W mediach społecznościowych dużą popularnością cieszy się nagranie, na którym widać Władimira Putina przed spotkaniem z Recepem Tayyipem Erdoganem. Jak się okazuje, prezydent Rosji pojawił się na miejscu pierwszy - co nie jest typowym dla polityka zachowaniem. Putin znany jest bowiem z tego, że spóźnia się nawet na oficjalne spotkania. Dotyczy to zwłaszcza rozmów z zagranicznymi przywódcami. Dla przykładu w lipcu 2019 roku Putin aż godzinę spóźnił się na audiencję u papieża Franciszka w Watykanie.
Teraz sytuacja się odwróciła i to prezydent Turcji kazał na siebie czekać. "Putin musiał poczekać na Erdogana. Jego mina bezcenna. Ale to i tak szokujące, że ktoś jeszcze podaje Putinowi rękę" - napisał na Twitterze korespondent RMF FM Paweł Żuchowski.
"Erdogan wygrał z Putinem w jego ulubioną grę - w spóźnianie się na spotkania" - skomentował dziennikarz "DGP" Michał Potocki.

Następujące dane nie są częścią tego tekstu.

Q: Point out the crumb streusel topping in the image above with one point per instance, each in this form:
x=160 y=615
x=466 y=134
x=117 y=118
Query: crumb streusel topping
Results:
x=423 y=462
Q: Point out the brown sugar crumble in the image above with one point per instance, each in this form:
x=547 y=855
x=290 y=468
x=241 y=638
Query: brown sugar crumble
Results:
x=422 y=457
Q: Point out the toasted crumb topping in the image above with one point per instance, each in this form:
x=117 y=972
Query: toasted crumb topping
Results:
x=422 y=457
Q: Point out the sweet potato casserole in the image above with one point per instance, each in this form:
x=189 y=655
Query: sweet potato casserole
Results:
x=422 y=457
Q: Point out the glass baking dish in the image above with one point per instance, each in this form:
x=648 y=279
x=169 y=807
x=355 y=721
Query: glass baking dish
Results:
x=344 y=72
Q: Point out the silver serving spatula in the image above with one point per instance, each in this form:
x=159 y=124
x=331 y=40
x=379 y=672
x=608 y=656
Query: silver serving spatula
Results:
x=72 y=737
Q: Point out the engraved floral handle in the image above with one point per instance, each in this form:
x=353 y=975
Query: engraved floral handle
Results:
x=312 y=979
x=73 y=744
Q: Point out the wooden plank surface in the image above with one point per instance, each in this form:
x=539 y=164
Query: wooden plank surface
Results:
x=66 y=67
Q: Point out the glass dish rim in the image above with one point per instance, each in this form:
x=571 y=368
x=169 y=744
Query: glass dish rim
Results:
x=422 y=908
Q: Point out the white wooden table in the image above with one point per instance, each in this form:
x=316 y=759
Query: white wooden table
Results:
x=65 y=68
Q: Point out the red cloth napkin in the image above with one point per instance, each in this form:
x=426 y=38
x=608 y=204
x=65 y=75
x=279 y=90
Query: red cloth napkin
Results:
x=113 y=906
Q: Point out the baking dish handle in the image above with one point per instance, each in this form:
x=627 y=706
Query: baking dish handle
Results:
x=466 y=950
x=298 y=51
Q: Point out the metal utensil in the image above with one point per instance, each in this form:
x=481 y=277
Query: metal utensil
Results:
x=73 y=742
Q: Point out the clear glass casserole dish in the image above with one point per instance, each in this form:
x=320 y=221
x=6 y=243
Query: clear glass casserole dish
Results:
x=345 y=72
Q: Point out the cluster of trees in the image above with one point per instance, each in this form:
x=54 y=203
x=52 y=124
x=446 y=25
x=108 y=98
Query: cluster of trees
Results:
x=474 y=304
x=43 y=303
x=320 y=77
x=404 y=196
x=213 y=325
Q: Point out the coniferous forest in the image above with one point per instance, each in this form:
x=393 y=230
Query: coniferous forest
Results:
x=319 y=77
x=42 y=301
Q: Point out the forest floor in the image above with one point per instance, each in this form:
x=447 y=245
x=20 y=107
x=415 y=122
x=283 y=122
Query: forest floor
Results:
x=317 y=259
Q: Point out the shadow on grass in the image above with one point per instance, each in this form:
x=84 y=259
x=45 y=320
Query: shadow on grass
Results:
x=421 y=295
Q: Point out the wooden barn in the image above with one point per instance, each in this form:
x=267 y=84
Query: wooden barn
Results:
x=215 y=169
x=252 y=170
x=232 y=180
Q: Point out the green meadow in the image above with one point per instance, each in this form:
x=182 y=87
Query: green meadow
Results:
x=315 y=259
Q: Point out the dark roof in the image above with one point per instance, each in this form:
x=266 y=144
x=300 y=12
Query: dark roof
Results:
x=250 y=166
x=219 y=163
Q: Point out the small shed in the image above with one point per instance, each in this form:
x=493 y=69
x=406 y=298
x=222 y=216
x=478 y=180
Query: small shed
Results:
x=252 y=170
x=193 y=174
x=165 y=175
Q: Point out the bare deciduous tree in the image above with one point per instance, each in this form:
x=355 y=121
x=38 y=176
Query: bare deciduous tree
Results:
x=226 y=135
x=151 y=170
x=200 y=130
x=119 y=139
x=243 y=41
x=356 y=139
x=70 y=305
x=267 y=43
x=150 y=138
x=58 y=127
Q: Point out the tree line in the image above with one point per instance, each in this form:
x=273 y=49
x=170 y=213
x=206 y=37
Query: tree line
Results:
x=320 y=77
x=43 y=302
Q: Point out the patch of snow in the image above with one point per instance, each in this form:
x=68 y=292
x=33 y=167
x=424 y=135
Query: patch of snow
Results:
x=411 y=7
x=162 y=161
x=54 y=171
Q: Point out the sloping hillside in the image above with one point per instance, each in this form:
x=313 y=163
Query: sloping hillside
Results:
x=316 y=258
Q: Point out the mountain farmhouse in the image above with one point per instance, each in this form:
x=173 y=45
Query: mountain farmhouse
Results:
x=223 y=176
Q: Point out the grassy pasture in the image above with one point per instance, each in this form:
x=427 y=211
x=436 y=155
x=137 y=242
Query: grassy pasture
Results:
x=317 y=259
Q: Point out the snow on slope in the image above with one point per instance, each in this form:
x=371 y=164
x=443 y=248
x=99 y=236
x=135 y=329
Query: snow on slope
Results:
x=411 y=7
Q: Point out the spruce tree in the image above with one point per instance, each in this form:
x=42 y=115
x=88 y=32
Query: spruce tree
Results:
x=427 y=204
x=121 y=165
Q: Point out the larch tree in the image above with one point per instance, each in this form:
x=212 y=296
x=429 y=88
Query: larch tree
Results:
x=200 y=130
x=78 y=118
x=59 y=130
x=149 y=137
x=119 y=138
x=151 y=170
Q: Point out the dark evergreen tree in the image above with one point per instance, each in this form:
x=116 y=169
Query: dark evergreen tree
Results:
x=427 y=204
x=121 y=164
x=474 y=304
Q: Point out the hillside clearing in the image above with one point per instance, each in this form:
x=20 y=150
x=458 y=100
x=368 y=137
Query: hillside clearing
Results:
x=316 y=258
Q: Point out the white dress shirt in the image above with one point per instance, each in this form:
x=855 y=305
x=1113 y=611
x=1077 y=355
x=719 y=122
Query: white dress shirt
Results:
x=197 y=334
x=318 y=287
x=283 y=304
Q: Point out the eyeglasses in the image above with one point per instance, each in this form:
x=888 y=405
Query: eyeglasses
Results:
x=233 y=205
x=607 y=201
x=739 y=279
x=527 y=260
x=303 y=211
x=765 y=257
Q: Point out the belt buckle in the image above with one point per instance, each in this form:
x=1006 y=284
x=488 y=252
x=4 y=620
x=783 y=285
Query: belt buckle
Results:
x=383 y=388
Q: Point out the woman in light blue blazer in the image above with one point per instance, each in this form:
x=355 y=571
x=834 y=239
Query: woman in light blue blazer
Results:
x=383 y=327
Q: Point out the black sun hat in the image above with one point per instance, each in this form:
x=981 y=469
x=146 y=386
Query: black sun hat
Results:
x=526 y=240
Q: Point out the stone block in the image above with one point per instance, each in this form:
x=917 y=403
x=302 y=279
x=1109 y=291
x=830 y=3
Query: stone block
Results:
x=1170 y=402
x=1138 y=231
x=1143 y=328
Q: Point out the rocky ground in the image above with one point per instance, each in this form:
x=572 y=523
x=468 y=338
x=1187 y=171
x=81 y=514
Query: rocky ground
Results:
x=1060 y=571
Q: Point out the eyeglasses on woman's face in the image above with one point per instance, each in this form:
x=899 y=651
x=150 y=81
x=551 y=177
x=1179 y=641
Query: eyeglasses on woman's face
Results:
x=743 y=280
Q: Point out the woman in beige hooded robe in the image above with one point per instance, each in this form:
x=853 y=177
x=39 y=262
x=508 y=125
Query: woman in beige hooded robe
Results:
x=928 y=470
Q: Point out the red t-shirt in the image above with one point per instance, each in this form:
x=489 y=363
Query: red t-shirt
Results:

Na nagraniu faktycznie widać nieco zmieszanego Putina, który rozgląda się po sali i kilkukrotnie unosi brwi.
Może to być "zemsta" prezydenta Turcji, który wielokrotnie czekał przed spotkaniami z Putinem. W 2015 roku "Kommiersant" informował. że Erdogan niemal wyszedł z sali po spóźnieniu Putina. Prezydenta Turcji do pozostania na miejscu przekonał szef MSZ Rosji. Mimo tego Erdogan miał podkreślać, że nie akceptuje takiego braku szacunku.
Do podobnej sytuacji doszło w 2020 roku. "Rosjanie opublikowali nagranie pokazujące prezydenta Turcji Erdogana czekającego dwie minuty pod drzwiami gabinetu prezydenta Putina. To obrazy, które teraz krążą po Bliskim Wschodzie. Niesłychane, że to zrobiono i jeszcze bardziej, że nagrano i pokazano w taki sposób" - napisał wówczas dziennikarz Jarosław Kociszewski.